Image sequencer of large images has slow framerate

First time poster, thanks to everyone who contributes.

My machine specs:

  • 4ghz i7 with 4 cores (can get a 6 core unit if needed)
  • Samsung 850 Pro SSD
  • 32gb RAM (can get 64gb if needed)
  • (2) nVidia Quadro M5000, 8gb memory each (running Mosaic)
  • nVidia Sync Card
  • (8) 55" 1080p displays, side by side in portrait mode for a resolution of 8682x1920 (42px are bezel correction)
  • Windows 7 Pro (can go Windows 10 if it helps)

The gist of my project is an image sequence that has 720 images that circle around a center point, as if you were walking around it looking at the center point. Two images for every degree. At the next phase, this will be controlled with a rotary encoder, but for now I just need to get it working in a continuous cycle at 60fps.

Where this goes from a very simple task to more complicated is that each image is 8682x1920, compressed JPG. I have determined that each image decompresses to about 50mb, so the total is around 36gb. I plan to have this lazy load files and swap textures in and out of the graphics card as needed, but for now I just need a solid proof of concept at full resolution. Here is my workflow:

Loading in a much smaller set of images, maybe 180 images (3 seconds of footage), which should fit nicely in both RAM and the two Quadro’s 16gb combined memory. When I do this, the playback peaks at 60fps for a few seconds, then will throttle down to ~20-24fps. If I toggle the direction of the playback (it goes forward and backward) it will speed back up for a few seconds, then drop again. I’m storing all of the images in a vector <ofImage> and not deleting or modifying anything after they are in there. I’ve also tried storing them all in a map <int, ofImage> and that didn’t change anything, good or bad.

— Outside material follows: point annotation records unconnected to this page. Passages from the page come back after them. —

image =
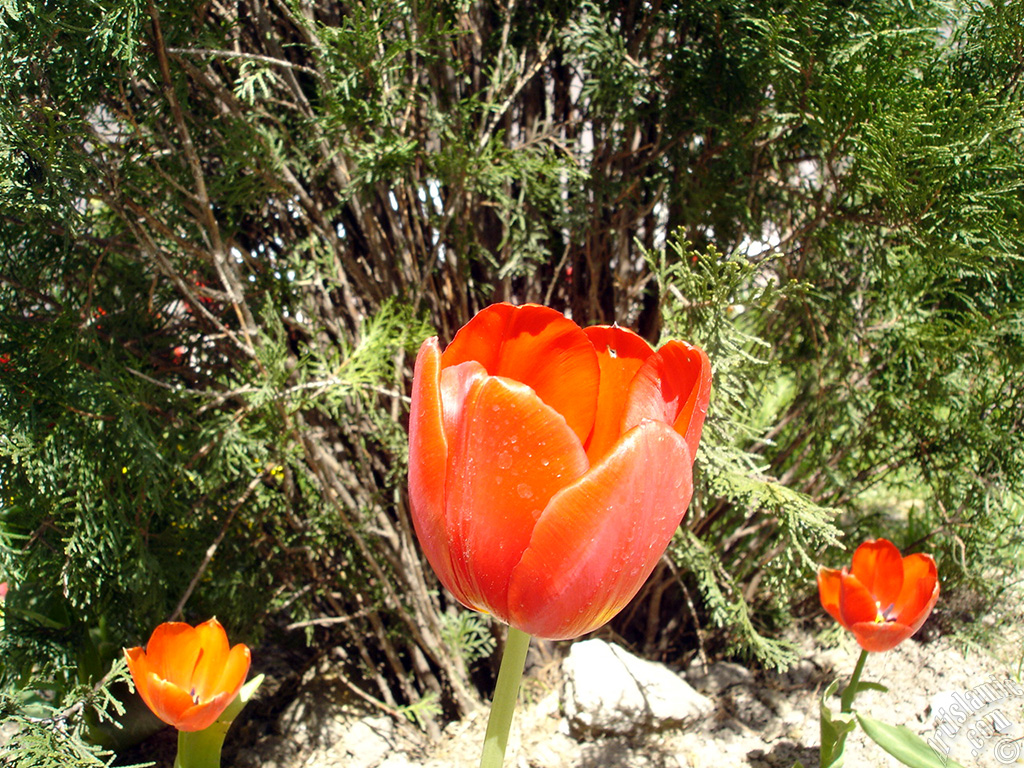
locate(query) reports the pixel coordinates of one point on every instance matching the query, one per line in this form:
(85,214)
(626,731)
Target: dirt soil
(762,719)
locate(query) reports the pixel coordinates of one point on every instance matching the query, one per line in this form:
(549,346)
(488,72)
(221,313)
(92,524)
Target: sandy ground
(761,719)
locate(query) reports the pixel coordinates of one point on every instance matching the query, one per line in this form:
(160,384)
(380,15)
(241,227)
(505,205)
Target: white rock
(609,690)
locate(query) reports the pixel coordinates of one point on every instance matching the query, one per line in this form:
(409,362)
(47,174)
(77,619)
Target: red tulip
(188,676)
(550,465)
(884,598)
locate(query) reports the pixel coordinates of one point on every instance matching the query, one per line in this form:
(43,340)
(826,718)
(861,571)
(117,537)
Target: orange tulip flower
(187,676)
(884,598)
(550,465)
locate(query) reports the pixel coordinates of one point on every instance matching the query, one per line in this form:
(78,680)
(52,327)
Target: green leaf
(903,744)
(835,729)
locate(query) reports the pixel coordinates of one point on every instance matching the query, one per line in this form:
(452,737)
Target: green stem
(201,749)
(851,689)
(506,691)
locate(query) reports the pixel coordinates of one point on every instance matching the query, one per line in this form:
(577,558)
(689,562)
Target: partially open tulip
(550,465)
(187,676)
(883,598)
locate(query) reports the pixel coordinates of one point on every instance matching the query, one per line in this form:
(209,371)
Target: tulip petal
(879,565)
(167,700)
(209,667)
(921,591)
(620,355)
(828,589)
(510,455)
(539,347)
(672,386)
(172,651)
(428,461)
(600,538)
(856,604)
(235,672)
(880,637)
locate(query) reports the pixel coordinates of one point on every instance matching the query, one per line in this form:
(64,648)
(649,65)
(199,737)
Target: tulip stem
(201,749)
(506,692)
(851,689)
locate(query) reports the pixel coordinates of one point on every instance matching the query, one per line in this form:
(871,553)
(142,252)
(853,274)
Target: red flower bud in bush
(188,676)
(884,598)
(550,465)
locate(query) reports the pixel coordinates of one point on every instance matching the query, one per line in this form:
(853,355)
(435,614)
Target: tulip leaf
(835,729)
(903,744)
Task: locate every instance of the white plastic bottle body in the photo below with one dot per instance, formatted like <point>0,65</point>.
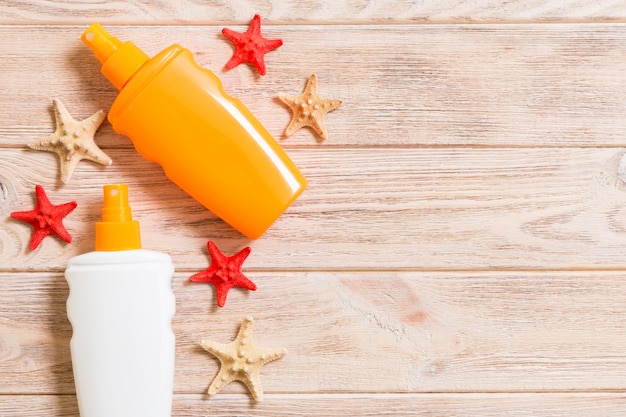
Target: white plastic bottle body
<point>121,307</point>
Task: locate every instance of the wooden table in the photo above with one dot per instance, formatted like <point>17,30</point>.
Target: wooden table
<point>460,250</point>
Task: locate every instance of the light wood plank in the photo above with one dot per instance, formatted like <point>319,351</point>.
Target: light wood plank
<point>328,11</point>
<point>275,405</point>
<point>384,209</point>
<point>487,85</point>
<point>360,332</point>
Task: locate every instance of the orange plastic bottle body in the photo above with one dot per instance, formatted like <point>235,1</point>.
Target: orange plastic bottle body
<point>177,114</point>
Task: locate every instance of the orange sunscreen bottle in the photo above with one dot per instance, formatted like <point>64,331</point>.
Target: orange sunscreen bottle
<point>178,115</point>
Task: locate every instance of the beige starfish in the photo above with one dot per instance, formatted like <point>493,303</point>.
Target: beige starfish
<point>241,360</point>
<point>308,109</point>
<point>73,140</point>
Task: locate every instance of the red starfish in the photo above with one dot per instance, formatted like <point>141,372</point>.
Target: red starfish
<point>250,46</point>
<point>46,218</point>
<point>224,272</point>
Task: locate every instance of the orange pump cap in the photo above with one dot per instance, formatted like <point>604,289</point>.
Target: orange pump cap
<point>117,230</point>
<point>119,60</point>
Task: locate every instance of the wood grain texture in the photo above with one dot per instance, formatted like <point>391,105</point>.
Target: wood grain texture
<point>455,209</point>
<point>410,85</point>
<point>361,332</point>
<point>293,11</point>
<point>459,250</point>
<point>416,405</point>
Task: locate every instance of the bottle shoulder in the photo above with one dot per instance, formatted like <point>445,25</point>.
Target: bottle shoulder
<point>120,257</point>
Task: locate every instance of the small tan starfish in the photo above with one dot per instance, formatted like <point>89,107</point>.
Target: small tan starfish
<point>308,109</point>
<point>73,140</point>
<point>241,360</point>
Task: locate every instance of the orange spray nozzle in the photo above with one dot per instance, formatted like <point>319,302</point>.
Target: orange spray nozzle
<point>117,230</point>
<point>120,60</point>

If I can get it working with enough images that should clearly fit inside of memory, I will incorporate setUseTexture and swap in and out as needed (I’m assuming that’s how that works), but for now I just need it working at its most basic. I have working versions at smaller file dimensions in both OF and an HTML5/canvas version, so I know the code is at least decent.

I can post code samples if necessary, but they aren’t really anything complicated. Honestly, it’s the complicated stuff that I don’t know. My experience with C++ is very intermediate, a notch above beginner.

Thanks again.

1 Like

it’s not very clear if you are loading all the images at the beginning or while playing them back, in each case the bottleneck might be in different parts

Thanks @arturo. In this test I am loading them all up front (ex: images[i].load('foo.jpg')), and I think that should be ok, since I want them all loaded before playback begins. Do you prefer a different way?

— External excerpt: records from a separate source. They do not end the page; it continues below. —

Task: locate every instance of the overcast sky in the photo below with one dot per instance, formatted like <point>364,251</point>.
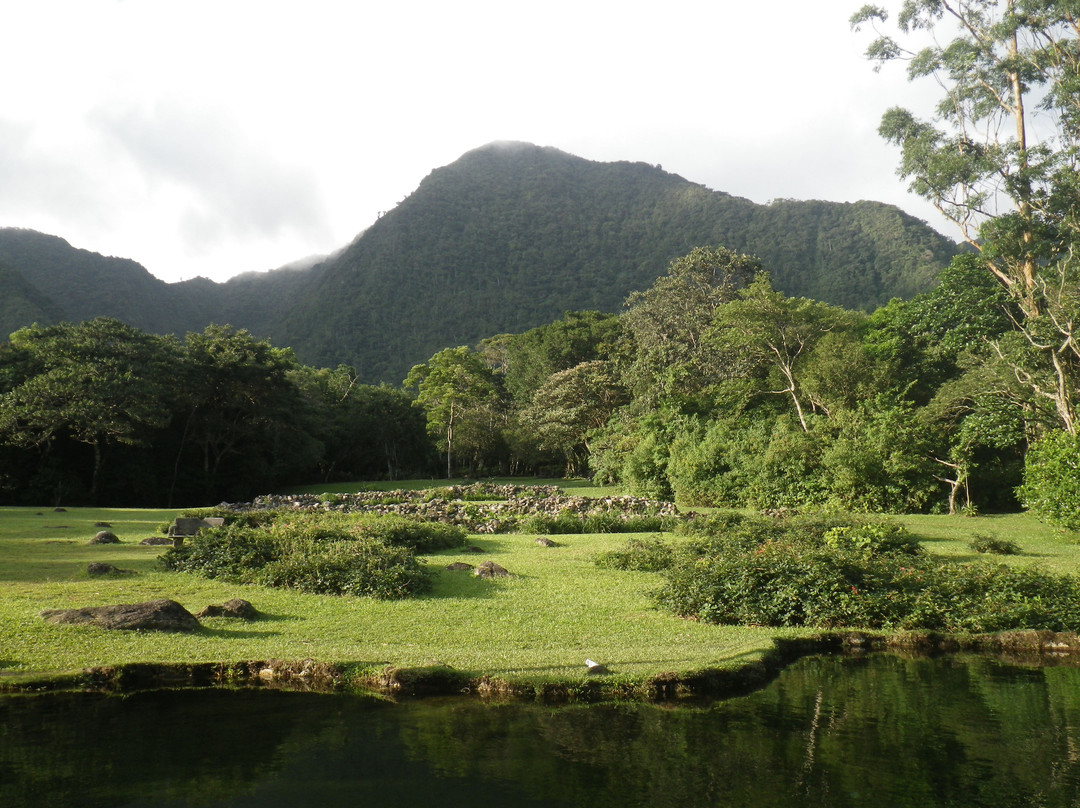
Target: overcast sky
<point>211,138</point>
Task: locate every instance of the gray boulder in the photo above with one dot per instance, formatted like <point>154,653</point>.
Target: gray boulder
<point>490,569</point>
<point>96,567</point>
<point>149,616</point>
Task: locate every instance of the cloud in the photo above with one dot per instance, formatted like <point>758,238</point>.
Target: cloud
<point>226,184</point>
<point>34,183</point>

Image compression is for storage. When you load images with the same specifications, they all use the same memory space, regardless if they are JPG, PNG or TIFF.

Considering you have so many and so large images, maybe you can save some loading times by storing them on an uncompressed format (this will be important on my third suggestion). I’ve never run speed tests in OF though, it’s just a thought.

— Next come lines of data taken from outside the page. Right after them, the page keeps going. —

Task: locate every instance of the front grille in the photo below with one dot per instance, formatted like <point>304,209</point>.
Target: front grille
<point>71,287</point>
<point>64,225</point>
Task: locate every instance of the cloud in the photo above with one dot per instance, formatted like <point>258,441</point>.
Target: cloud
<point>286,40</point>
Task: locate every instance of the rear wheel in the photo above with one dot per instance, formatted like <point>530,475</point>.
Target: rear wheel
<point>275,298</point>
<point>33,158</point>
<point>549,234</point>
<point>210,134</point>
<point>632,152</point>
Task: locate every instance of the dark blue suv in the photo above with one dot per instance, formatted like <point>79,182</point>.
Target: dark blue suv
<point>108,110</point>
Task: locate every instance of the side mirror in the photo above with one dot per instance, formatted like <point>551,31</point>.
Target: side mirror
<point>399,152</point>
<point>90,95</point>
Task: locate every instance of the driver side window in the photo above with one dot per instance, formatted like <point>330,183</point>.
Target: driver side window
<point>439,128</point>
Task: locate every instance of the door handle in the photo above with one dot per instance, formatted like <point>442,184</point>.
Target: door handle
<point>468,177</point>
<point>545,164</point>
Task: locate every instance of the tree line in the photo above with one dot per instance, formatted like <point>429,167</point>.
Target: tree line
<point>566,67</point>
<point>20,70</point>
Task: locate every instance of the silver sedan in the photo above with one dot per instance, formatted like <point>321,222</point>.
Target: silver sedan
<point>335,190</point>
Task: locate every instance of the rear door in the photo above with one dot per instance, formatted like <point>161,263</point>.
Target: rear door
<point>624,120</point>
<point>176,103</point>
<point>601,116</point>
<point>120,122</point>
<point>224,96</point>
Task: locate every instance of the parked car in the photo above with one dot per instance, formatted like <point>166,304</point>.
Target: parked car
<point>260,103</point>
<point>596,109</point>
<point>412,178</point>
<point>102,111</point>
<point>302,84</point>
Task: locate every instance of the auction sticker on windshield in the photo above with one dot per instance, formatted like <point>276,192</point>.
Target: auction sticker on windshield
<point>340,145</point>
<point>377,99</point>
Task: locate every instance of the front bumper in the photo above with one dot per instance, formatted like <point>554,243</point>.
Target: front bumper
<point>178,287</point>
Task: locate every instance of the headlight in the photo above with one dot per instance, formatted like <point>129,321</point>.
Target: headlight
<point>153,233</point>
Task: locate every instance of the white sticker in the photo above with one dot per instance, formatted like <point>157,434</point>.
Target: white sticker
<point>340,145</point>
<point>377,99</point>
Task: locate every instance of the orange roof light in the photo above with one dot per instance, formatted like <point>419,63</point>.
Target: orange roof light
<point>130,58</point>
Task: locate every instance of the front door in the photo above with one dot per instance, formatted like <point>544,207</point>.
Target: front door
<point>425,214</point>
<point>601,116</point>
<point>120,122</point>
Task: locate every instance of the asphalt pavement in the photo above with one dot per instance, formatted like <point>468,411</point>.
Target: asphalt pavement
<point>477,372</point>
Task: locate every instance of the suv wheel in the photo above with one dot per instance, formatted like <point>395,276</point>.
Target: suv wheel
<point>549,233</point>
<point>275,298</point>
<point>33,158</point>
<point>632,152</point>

Since you are not going to manipulate the images on the CPU, I think you could just use a vector of ofTexture. It would free you a load of memory.

With something as heavy as this, I think is mandatory to load the images dynamically. Please check the example in examples/addons/threadedImageLoaderExample. I believe is something you can build on.

One last thing, I don’t know if OF is optimized for double GPUs. (@arturo ? ). Because if it’s not, then you should also check the performance with only one GPU. As an example, even AAA games that are not optimized for that, run way worst.

Hope this is helpful, keep up the good work and have fun! :slight_smile:

yes i’ve never worked with 2 cards but I would expect is not so simple as adding the memory of both. at some point the card that is doing the output will need the texture anyway and the transfer from one card to another might be slowing things down.

the problem you describe where playing backwards makes it faster for some seconds sounds like the memory is full so it needs to move textures from the graphics card to the computers memory an load the next one from ram to the graphics card, but when playing backwards the next few textures are already in the graphics card so it doesn’t need to move memory around for a while.

I would try to preloaded images in ram without textures, using ofloadimage to ofpixels. then when you need a to show an image upload it always to the same texture. you could use a pbo to upload asynchronously if that’s still slow but I don’t think so.

as a first step perhaps try loading the 180 to ram and check the memory usage with the task manager to make sure there’s no swapping to disk, then try to load dynamically from disk

loading uncompressed at that size is impossible unless you have a raid of probably more than 4 ssd and even with that you would need to optimise reading from disk a lot, plain ofloadimage would still be too slow I can imagine.

finally, if you can just use a video instead of an image sequence that might save you some headaches. the default video player in window is slow but ofxgstreamer should playback at that size without problem

Thank you @hubris and @arturo. I will try implementing your suggestions and report back.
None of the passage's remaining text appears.